Talks between the two sides have been on hold since negotiations collapsed March 11, the day before the lockout began. It appears unlikely the league and players will meet again soon because they cannot agree to the terms by which the talks would resume.
The players’ side wants to negotiate a settlement of its antitrust lawsuit against team owners, while the league wants the players to reconstitute their dissolved labor union and participate in collective bargaining.
“These kinds of matters ought to be settled at the collective bargaining table and not in a federal court,” David Boies, the NFL’s attorney, said outside the courthouse after Wednesday’s hearing.
But Jeffrey Kessler, one of the attorneys for the players, said that Nelson’s offer was for “litigation settlement discussions, not collective bargaining.”
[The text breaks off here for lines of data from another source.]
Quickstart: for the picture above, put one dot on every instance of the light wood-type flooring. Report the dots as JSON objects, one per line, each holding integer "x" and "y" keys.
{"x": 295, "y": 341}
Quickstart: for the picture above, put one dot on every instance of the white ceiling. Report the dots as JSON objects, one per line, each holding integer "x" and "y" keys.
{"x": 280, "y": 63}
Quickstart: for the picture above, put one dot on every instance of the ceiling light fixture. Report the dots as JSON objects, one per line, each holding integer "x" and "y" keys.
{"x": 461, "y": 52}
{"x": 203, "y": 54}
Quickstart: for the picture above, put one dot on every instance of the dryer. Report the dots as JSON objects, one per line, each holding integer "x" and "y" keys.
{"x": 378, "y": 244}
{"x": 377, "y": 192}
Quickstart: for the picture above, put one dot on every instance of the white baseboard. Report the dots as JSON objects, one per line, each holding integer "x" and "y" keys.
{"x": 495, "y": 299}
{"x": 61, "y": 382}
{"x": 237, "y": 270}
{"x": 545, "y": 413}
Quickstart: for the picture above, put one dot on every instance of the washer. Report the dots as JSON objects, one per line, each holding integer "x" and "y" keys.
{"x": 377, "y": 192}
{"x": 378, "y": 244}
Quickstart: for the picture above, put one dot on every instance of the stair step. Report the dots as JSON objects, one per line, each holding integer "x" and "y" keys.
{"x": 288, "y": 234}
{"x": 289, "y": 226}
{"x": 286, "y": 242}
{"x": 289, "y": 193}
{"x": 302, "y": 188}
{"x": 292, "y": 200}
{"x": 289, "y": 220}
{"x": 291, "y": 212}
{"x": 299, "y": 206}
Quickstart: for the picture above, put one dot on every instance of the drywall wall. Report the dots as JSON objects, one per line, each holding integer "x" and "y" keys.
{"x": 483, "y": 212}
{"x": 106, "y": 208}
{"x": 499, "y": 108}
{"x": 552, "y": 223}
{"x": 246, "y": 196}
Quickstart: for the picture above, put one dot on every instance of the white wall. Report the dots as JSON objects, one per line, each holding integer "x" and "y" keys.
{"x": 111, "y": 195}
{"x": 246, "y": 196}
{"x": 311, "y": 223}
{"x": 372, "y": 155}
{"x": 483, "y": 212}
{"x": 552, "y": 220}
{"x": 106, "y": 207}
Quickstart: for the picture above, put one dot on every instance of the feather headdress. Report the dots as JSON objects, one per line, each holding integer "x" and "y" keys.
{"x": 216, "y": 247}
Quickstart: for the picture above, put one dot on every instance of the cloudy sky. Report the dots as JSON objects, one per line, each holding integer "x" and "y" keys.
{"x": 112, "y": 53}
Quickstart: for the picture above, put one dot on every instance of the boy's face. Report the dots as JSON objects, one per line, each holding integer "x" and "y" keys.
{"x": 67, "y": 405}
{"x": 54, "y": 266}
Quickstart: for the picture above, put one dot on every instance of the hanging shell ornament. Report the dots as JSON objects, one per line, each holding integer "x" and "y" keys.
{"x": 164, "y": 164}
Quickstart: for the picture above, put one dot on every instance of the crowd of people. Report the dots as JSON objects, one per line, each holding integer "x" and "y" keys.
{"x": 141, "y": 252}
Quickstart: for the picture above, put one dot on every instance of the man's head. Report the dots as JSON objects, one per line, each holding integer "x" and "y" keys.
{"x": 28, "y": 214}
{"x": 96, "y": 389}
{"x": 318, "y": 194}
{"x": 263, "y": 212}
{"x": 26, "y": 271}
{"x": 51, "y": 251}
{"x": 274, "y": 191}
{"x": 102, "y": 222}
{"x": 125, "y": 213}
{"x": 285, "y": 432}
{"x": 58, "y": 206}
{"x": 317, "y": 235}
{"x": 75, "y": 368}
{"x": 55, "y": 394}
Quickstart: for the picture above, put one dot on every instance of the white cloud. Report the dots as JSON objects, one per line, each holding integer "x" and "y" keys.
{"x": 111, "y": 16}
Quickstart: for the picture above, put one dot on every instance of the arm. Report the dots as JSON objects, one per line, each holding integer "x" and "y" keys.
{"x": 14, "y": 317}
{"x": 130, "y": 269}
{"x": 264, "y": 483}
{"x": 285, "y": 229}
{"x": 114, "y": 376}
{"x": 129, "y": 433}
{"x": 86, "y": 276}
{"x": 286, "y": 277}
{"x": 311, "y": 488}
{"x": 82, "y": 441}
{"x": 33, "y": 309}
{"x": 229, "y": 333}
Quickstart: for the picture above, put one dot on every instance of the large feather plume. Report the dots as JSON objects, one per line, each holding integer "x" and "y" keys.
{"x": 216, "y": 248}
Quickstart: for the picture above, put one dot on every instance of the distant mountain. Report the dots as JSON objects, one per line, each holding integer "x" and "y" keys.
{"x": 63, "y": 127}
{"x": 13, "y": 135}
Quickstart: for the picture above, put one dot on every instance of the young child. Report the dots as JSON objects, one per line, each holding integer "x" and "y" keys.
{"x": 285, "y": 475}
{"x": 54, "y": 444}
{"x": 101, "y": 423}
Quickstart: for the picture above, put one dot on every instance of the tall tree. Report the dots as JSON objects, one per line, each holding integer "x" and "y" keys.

Nelson’s decision is likely to be appealed to the U.S. Court of Appeals for the Eighth Circuit by the losing side, which could mean additional delay in resolving the dispute.
If Nelson grants the players’ request for an injunction, the league would seek a stay--from her or a higher court--to keep the lockout in effect pending its appeal. Without one, the sport would reopen for business, at least temporarily.
Wednesday’s hearing began just after 10:30 a.m. ET and lasted into the late afternoon. Boies spoke for nearly three hours in all and was questioned vigorously at times by Nelson on a variety of legal points made by the league.
“I have never been able to figure out from a judge’s questions exactly where they are coming from. . . Trying to read into where she is coming from, I am not able to do that,” Boies said later.
James Quinn, one of the attorneys for the players, presented the players’ arguments during the hearing. Nelson scrutinized his arguments less closely.
“The judge is listening carefully,” Quinn said after the hearing. “She’s extremely well-prepared.”
The players contend the lockout is illegal because the league is preventing them from playing their chosen profession without a collective bargaining relationship to shield it from antitrust laws. Quinn also argued that the players have the right not to be represented by a union if they choose.
Boies argued that federal labor law, specifically the 1932 Norris-LaGuardia Act, prohibits a court from granting an injunction in a labor dispute.
Boies told Nelson the court would have to “make new law” to grant the players’ injunction request.
He also argued that Nelson should wait for the National Labor Relations Board to complete its investigation of the league’s claim that dissolving the NFL Players Association was a sham, undertaken only as a bargaining tactic.
But Nelson seemed to indicate during the hearing that she thought the players’ decertification of the union was valid. She said to Boies at one point: “They can do it, right? They can do it.”
She also suggested she had the discretion to decide whether to wait for the NLRB or move forward herself.
She said at one point that the players’ side might have a strong case that players would suffer irreparable harm without an injunction, a critical factor in determining whether to issue one. Boies immediately objected.
Nelson also heard arguments Wednesday on behalf of retired players who have filed a separate lawsuit against the league.
Neither the NFL nor the current players expressed objections to combining the lawsuits.